“Suscitaré
un profeta de entre tus hermanos, como tú. Pondré mis palabras en su boca y él
les dirá lo que yo le mande” (Dt 18,18). Según el libro del Deuteronomio, con
esas palabras anuncia Dios el envío de un profeta semejante a Moisés. Como se
ve, será un profeta tomado de entre sus hermanos, es decir partícipe de la
suerte de su pueblo y comprometido con él.
Además,
habrá de transmitir las palabras del Señor para ser escuchado como su
mensajero. Esa elección por parte de Dios exige una fidelidad exquisita por
parte del elegido. El mismo texto añade que el profeta no deberá caer en la
arrogancia de proclamar en nombre de Dios aquello que Dios no le haya mandado.
Pero
la fidelidad es don y tarea. Un don de Dios en beneficio del pueblo.
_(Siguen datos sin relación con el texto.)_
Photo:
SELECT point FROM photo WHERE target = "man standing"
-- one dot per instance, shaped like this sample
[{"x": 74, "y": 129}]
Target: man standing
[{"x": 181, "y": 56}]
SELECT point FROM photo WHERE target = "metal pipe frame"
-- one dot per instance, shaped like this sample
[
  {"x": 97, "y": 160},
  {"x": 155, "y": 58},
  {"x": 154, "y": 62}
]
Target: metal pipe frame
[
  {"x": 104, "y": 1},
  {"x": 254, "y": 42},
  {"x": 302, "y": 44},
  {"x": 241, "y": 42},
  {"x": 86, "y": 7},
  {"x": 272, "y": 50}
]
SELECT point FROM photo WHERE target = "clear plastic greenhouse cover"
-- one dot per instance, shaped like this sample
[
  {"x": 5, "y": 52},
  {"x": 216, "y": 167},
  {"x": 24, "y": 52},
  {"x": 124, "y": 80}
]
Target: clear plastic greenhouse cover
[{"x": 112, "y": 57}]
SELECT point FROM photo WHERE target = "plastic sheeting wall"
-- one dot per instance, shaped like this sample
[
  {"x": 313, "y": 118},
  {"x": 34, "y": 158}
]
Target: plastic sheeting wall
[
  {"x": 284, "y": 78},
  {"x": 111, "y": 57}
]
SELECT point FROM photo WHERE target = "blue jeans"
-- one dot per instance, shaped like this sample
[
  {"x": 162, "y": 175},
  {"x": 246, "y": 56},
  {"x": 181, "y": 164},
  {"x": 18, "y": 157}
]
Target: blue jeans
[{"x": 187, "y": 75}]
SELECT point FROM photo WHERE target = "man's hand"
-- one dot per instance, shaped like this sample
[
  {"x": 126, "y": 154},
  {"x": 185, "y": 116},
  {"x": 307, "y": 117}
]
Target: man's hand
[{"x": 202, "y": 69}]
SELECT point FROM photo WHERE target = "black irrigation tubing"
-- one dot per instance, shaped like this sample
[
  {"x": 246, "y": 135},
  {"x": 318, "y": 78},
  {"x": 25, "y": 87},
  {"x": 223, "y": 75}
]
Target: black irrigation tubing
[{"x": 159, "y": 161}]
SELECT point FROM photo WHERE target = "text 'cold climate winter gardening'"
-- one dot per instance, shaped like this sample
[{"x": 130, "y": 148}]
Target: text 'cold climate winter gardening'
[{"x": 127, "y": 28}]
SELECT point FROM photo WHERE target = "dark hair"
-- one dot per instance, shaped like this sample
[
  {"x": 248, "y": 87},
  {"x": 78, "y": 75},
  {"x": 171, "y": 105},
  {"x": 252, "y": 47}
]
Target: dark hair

Y una
tarea que atañe también a los que escuchan o han de escuchar el mensaje del
profeta enviado por Dios. Así lo manifiesta el mismo oráculo del Señor que se
recoge en el texto. “A quien no escuche las palabras que pronuncie en mi
nombre, yo le pediré cuentas”.
LA
AUTORIDAD
El evangelio de Marcos que hoy se proclama (Mc
1, 21-28) nos presenta a Jesús en Cafarnaún, la ciudad costera del lago de
Galilea que él habría de convertir en la base de su misión. Es un sábado y
Jesus acude a la sinagoga. Cuando toma la palabra los asistentes quedan
admirados, porque enseña con autoridad.
La autoridad no puede confundirse con el
poder. El poder es transitorio, mientras que la autoridad permanece. El poder
viene determinado por un golpe de fuerza o por la veleidad de los que eligen al
gobernante. Pero la autoridad proviene del valor del mensaje y de la coherencia
del mensajero. El poder aplasta a las gentes, la autoridad las ayuda a crecer .
La
autoridad de Jesús se vincula a su forma de enseñar y a su forma de actuar. Sus
palabras son corroboradas por sus acciones. En este caso, por la curación de un
enfermo, En tiempos en que la enfermedad se atribuye a un mal espíritu, Jesús
demuestra su autoridad liberando de él a este pobre paciente. La autoridad de
Jesús se identifica con la compasión.
LA
CONFESIÓN
El
evangelio de Marcos recoge los gritos que dirige a Jesús el enfermo. Aquel
marginado descubre en Jesús al verdadero profeta que había sido prometido por
Dios.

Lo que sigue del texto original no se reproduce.